Grâce à l'éclairage apporté par les séances de Jummai et à l'accompagnement psychosocial fourni, certaines femmes ont repris confiance en elles et sont désormais mieux à même de faire face à leur situation. La communauté les a acceptées, beaucoup d'entre elles se sont mariées et quelque 125 femmes se sont lancées dans diverses activités de subsistance.

La partie la plus importante de mon travail consiste à trouver des solutions pacifiques aux problèmes de stigmatisation qui persistent dans le camp.

Les jeunes filles du camp admirent Jummai et beaucoup la considèrent comme un modèle.

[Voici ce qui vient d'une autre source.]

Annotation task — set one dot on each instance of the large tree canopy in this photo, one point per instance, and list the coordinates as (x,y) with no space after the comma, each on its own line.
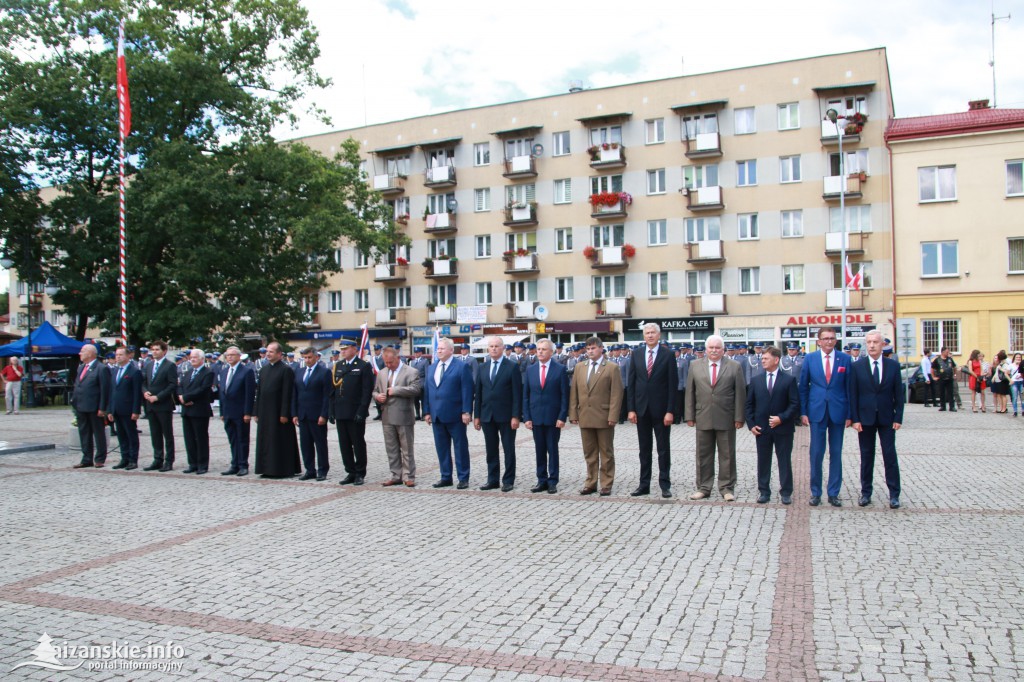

Elle leur parle souvent de l'importance de la dignité et du respect de soi et de la contribution qu'elles peuvent apporter à leur communauté. Résoudre les conflits entre personnes, y compris au sein de la famille, est ce qu'elle aime le plus dans son rôle de leader.

Jummai a réussi à faire comprendre aux couples du camp l'importance d'effectuer les tests médicaux prénuptiaux requis. Cela a permis de réduire les cas d'infection et de transmission du virus de l'immunodéficience humaine (VIH) et d'autres maladies sexuellement transmissibles (MST) entre les conjoints.

Jummai a également contribué à lutter contre diverses formes de harcèlement sexuel et/ou d'exploitation sexuelle qui étaient, à une époque, très répandues dans le camp. Elle organise régulièrement des réunions avec les autorités du camp et elle a récemment observé des améliorations concrètes et une réduction significative des cas.

Ma plus grande motivation en tant que femme leader au sein du camp est le soutien que je reçois de ma communauté. Chaque conseil donné et suivi me conforte dans mon action.